0

I am building a "surge traffic" app that can go from 0 - 50,000 clients, at once, within minutes. I thought I'd ask you guys for some help understanding if I am doing something wrong here.

Currently, I am testing with loader.io, my configuration for this load test is 0 to 10,000 clients over 1 minute. The only thing the tester is doing is loading the login page, nothing more, not even logging in.
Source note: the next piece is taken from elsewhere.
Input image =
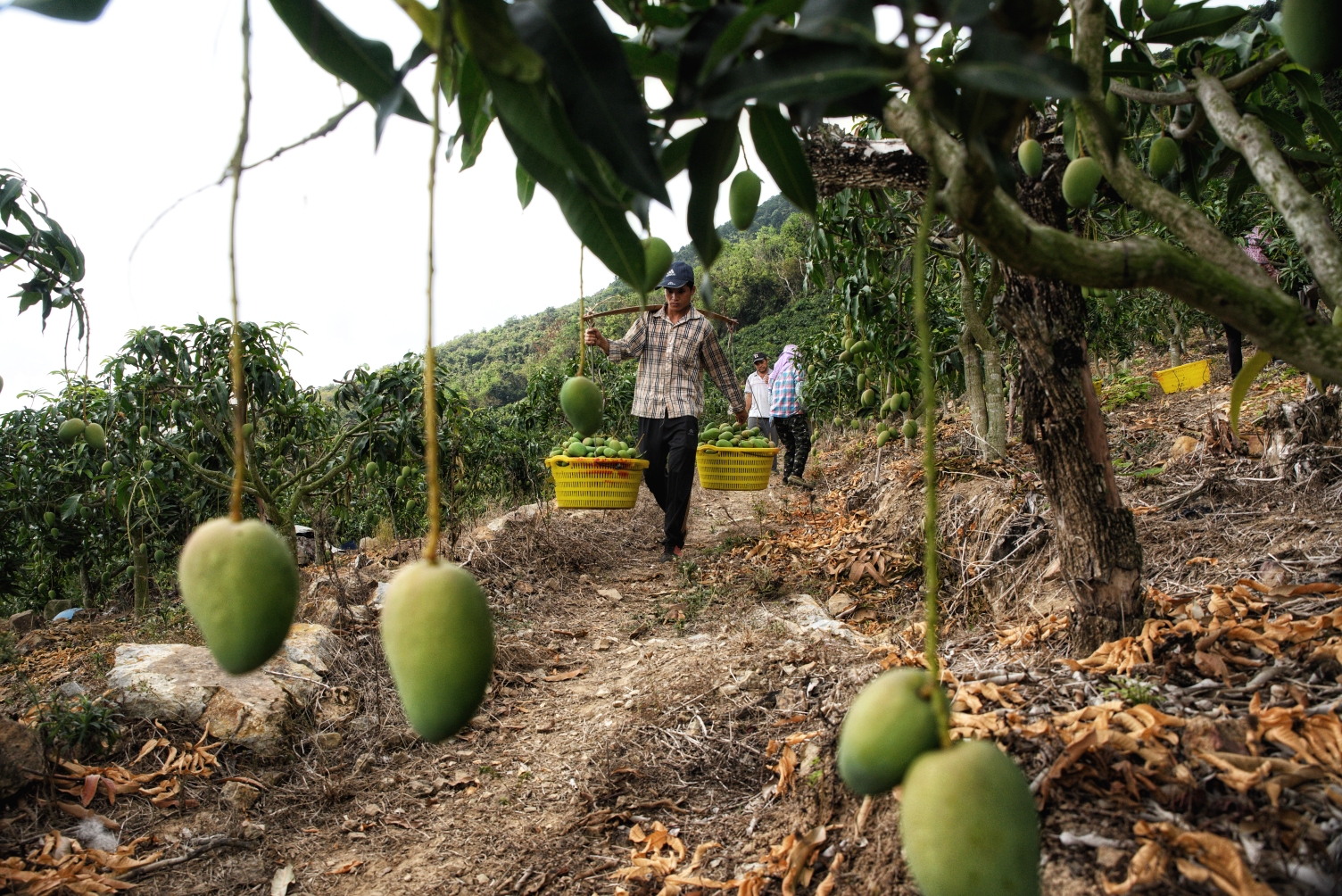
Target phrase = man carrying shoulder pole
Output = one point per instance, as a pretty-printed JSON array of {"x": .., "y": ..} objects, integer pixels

The page size is 793KB, equalling ~400ms load time on a real browser.

[01-Mar-2018 09:57:48] WARNING: [pool app.com] seems busy (you may need to increase pm.start_servers, or pm.min/max_spare_servers), spawning 8 children, there are 4244 idle, and 4607 total children
[01-Mar-2018 09:57:49] WARNING: [pool app.com] seems busy (you may need to increase pm.start_servers, or pm.min/max_spare_servers), spawning 16 children, there are 4216 idle, and 4615 total children
[01-Mar-2018 09:57:50] WARNING: [pool app.com] seems busy (you may need to increase pm.start_servers, or pm.min/max_spare_servers), spawning 32 children, there are 4211 idle, and 4631 total children
[01-Mar-2018 09:57:52] WARNING: [pool app.com] seems busy (you may need to increase pm.start_servers, or pm.min/max_spare_servers), spawning 32 children, there are 4179 idle, and 4663 total children
[01-Mar-2018 09:57:54] WARNING: [pool app.com] seems busy (you may need to increase pm.start_servers, or pm.min/max_spare_servers), spawning 32 children, there are 4181 idle, and 4695 total children
[01-Mar-2018 09:57:57] WARNING: [pool app.com] seems busy (you may need to increase pm.start_servers, or pm.min/max_spare_servers), spawning 32 children, there are 4244 idle, and 4727 total children
[01-Mar-2018 09:57:58] WARNING: [pool app.com] seems busy (you may need to increase pm.start_servers, or pm.min/max_spare_servers), spawning 32 children, there are 4412 idle, and 4759 total children

My php-fpm configuration is as follows:

pm.max_children 3000
pm.max_requests 200
pm  dynamic
pm.start_servers 1500
pm.min_spare_servers 300
pm.max_spare_servers 1500

Host Server specs:

AMD Opteron(tm) Processor 6344

Core Name
Abu Dhabi
# of Cores
12-Core
# of Threads
12
Operating Frequency
2.6 GHz
Hyper Transports
6.40 GT/s
L2 Cache
6 x 2MB
L3 Cache
2 x 8MB
Manufacturing Tech
32 nm

50GB RAM (I have provided this to the container), server has 64 total.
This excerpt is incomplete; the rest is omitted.